A-Train rió, nervioso por un instante. Luego volvió a su ritmo. Intentó una postura más relajada, más masculina. Se apoyó en la barandilla junto a ella como si eso lo hiciera parecer menos ansioso.
—Podrías averiguarlo. Aunque... para ser sincero, todavía no entiendo si vienes a un evento o si eres parte del show. ¿Tienes nombre, chica misteriosa? Porque con ese traje, pareces sacada directo de las pesadillas húmedas de Homelander.
Algo en Jane parpadeó por esa opinión descarada y horripilante.
Estaba a punto de decirle que le cortaría la lengua con las uñas si volvía a decir algo así, cuando lo sintió. El tacón firme sobre el asfalto, aroma seco de cuero gastado y perfume discreto.
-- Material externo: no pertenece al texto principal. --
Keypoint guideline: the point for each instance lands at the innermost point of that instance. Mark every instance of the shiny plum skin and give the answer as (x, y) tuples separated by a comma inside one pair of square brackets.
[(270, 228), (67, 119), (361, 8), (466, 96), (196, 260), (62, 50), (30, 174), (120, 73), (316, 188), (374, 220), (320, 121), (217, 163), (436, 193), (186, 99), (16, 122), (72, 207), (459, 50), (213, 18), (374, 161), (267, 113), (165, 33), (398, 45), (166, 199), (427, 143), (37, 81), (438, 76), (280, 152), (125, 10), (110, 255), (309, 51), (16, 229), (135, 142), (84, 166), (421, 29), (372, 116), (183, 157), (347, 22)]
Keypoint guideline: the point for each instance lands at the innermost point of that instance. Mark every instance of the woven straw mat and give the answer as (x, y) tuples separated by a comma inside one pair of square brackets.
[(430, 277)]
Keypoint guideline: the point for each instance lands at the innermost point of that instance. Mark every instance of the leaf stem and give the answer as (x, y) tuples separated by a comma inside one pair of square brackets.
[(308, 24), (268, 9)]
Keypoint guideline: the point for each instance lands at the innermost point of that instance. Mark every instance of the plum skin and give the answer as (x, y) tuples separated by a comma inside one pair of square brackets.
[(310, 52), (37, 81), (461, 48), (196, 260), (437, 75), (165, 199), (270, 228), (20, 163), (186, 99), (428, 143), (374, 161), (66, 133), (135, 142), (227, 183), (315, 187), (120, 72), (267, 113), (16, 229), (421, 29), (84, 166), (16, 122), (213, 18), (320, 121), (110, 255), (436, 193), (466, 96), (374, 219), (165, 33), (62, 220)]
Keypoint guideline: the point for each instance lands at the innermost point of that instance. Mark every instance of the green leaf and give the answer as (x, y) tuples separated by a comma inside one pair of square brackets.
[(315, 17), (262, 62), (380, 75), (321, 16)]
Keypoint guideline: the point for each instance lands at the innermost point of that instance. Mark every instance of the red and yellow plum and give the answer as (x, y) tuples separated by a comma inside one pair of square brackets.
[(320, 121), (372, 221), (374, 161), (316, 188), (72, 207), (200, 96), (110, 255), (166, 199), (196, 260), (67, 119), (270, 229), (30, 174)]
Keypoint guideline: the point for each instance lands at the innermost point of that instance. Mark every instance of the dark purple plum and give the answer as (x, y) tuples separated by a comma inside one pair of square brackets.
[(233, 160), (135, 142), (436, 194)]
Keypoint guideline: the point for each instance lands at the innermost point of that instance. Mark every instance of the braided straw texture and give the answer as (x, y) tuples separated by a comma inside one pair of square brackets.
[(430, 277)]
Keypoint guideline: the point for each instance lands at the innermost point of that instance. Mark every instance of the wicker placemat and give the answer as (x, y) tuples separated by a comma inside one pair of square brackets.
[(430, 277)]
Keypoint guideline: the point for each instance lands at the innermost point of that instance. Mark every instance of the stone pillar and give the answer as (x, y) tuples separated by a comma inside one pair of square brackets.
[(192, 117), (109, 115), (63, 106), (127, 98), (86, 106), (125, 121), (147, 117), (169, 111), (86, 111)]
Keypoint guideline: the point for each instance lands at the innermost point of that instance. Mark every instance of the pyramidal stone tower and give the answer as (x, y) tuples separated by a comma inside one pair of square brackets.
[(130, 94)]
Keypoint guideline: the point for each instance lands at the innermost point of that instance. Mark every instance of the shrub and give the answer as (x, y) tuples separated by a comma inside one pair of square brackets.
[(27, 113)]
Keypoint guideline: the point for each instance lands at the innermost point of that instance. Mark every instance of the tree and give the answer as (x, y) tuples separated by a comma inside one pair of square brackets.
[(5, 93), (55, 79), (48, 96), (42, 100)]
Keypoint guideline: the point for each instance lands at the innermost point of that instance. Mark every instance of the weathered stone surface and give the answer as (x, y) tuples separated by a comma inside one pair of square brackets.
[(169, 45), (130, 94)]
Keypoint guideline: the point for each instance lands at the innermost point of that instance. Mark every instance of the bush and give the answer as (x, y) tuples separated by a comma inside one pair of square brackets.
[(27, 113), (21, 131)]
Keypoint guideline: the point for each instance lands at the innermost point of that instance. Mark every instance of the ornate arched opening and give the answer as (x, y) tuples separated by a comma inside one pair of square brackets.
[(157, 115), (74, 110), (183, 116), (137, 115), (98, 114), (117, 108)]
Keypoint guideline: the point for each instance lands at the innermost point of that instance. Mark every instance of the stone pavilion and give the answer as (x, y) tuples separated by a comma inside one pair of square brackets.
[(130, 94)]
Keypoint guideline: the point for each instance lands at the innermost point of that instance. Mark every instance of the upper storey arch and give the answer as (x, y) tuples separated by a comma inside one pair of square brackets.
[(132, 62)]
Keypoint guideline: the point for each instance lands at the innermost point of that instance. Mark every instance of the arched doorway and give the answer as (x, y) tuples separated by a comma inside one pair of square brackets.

Y luego la vio, de pie a unos metros, con los brazos cruzados, observando la escena como si acabara de descubrir una conversación que no quería oír, pero de la que tampoco podía alejarse.
A-Train fue el primero en romper el momento, alzando una ceja con desdén resignado. —Perfecto —hizo un gesto con la cabeza, incómodo—. Maeve.
—¿Estás acosando a las turistas, o es parte de tu contrato ahora? —preguntó Queen Maeve, sin mover un solo músculo del rostro.
Queen Maeve era hermosa como las esculturas griegas, todo rasgos simétricos y perfección esculpida. Los pomulos altos, los labios carnosos teñidos de rojo, la melena roja y rizada, junto a esos ojos verdes apasionantes. Hermosa y letal.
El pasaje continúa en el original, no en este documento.